Principle 3 - Personal data shall be adequate, relevant and limited to what is necessary in relation to the purposes for which they are processed.  

To stay compliant with this principle we will:

  • Ensure that we do not collect data that we do not need and will only collect the minimum personal data that is necessary for the purpose for which it is collected.
  • We will ensure that the data we do collect is adequate for our purpose and relevant.

Principle 4 - Personal data shall be accurate and, where necessary, kept up to date.

To stay compliant with this principle we will:

  • Make sure that the personal data we hold is accurate
  • Ensure there are processes for us or individuals to correct and keep data up to date where necessary.

Principle 5 - Personal data shall be kept in a form which permits identification of data subjects for no longer than is necessary for the purposes for which the personal data are processed.  

To stay compliant with this principle we will:

  • Only keep personal data in identifiable form as long as is necessary for the purposes for which it is collected, or where we have a legal obligation to do so.

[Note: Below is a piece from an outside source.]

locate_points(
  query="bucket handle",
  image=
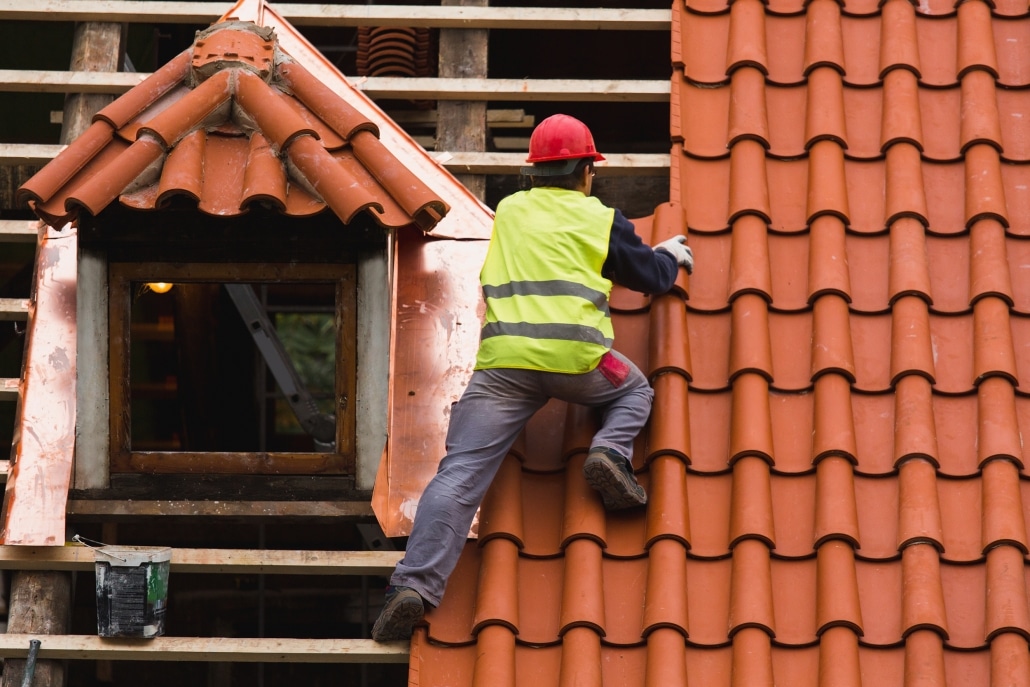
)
(88, 543)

Principle 6 - Personal data shall be processed in a manner that ensures appropriate security of the personal data, including protection against personal data breaches.

To stay compliant with this principle we will:

  • Make sure that there are appropriate organisational and technical measures in place to protect personal data.

4. Retention and erasure of personal data  

As part of our ongoing compliance obligations we make sure that data is only retained for as long as is necessary and we publish information about the retention periods for different categories of data. Data subjects have access to information about how their data is handled and how long it is retained. Where we no longer require data for the purpose for which it was collected, we will delete it, put it beyond use or make it permanently anonymous.

5. Further information  

If you require further information or have a question about our handling of special category or criminal convictions data, you can contact the University’s Data Protection Officer.

We keep our Appropriate Policy Document under regular review. This document was last updated on 28 February 2024.